Maximum A Priori (MAP)

Similar to MLE, we have another estimator method which evaluates $\theta$ using the posterior probability of $\theta$ given $X$ \begin{align} \hat{\theta}_{MAP} &= \max_{\theta} P(\theta|X) = \max_{\theta} \frac{P(X|\theta)P(\theta)}{P(X)}\newline &= \max_{\theta}P(X|\theta)P(\theta)\end{align}

since $P(X)$ is just a normalization factor and thus constant. However, this sufferes from multiple problems

  1. Not invariant to reparametrization. Hence solution could change with algebraic manipulation.

  2. Can’t be used as a prior since we will be looking at delta functions in the prior then.

  3. Finds untypical points (bumps) that are not smooth points in the curve.

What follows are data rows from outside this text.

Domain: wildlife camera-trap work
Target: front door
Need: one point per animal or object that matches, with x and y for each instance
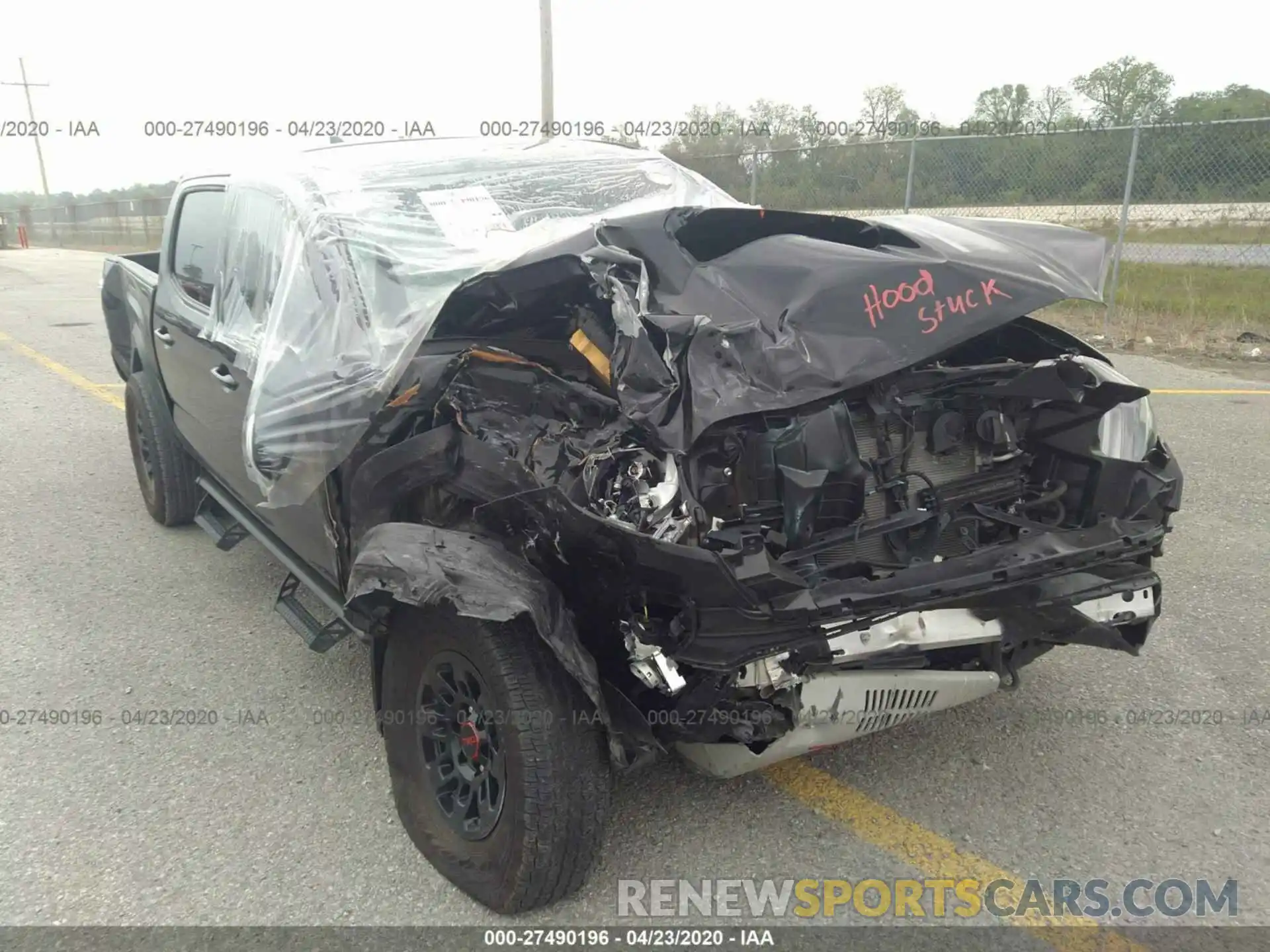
(208, 391)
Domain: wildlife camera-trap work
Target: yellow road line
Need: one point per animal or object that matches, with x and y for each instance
(1213, 393)
(935, 856)
(101, 391)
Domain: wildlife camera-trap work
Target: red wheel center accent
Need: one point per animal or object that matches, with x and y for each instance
(470, 740)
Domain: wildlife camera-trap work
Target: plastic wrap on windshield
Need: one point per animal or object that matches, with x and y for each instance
(332, 272)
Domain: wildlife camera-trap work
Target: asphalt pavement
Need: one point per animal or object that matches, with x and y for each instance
(269, 818)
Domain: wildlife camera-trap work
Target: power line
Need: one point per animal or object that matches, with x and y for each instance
(40, 153)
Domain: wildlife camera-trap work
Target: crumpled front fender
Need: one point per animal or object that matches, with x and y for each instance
(425, 565)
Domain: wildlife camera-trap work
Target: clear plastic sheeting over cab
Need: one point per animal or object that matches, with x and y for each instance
(333, 270)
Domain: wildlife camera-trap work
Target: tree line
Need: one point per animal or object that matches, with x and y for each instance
(1061, 143)
(796, 158)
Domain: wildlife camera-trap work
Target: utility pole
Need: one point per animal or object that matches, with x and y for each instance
(40, 153)
(545, 41)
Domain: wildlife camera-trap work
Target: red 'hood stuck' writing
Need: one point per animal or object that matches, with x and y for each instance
(878, 303)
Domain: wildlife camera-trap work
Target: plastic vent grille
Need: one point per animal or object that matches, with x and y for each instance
(887, 707)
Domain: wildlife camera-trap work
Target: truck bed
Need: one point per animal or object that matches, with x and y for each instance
(128, 286)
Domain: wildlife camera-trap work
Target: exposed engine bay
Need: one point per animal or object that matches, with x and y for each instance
(745, 580)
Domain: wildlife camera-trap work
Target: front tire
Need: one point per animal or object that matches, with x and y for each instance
(165, 471)
(499, 768)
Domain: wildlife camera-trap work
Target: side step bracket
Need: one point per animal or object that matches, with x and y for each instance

  4. Cannot compute confidence intervals since we only get point estimates.

Conjugate Distributions

Conjugate distributions are really helpful in calculating the posterior, especially in case of complicated distributions. In the context of MAP estimate, the prior is said to be the conjugate prior of the likelihood if the posterior obtained by multiplying the likelihood and the prior belong to the same family of distributions. An example \begin{gather} p(X|\theta) = \mathcal{N}(\alpha_{1}, \beta_{1}^{2}), \quad p(\theta) = \mathcal{N}(\alpha_{2}, \beta_{2}^{2})\newline \text{Then,} \quad p(\theta|X) \propto p(X|\theta)p(\theta) = \mathcal{N}(\alpha_{3}, \beta_{3}^{2}) \end{gather}

which stems from the simple fact that multiplication of two normals will sum up the exponential terms, resulting in a constant times a new normal distribution. We ignore the constant since we only need the functional form for optimization.

*Normal distribution is conjugate to the normal distribution.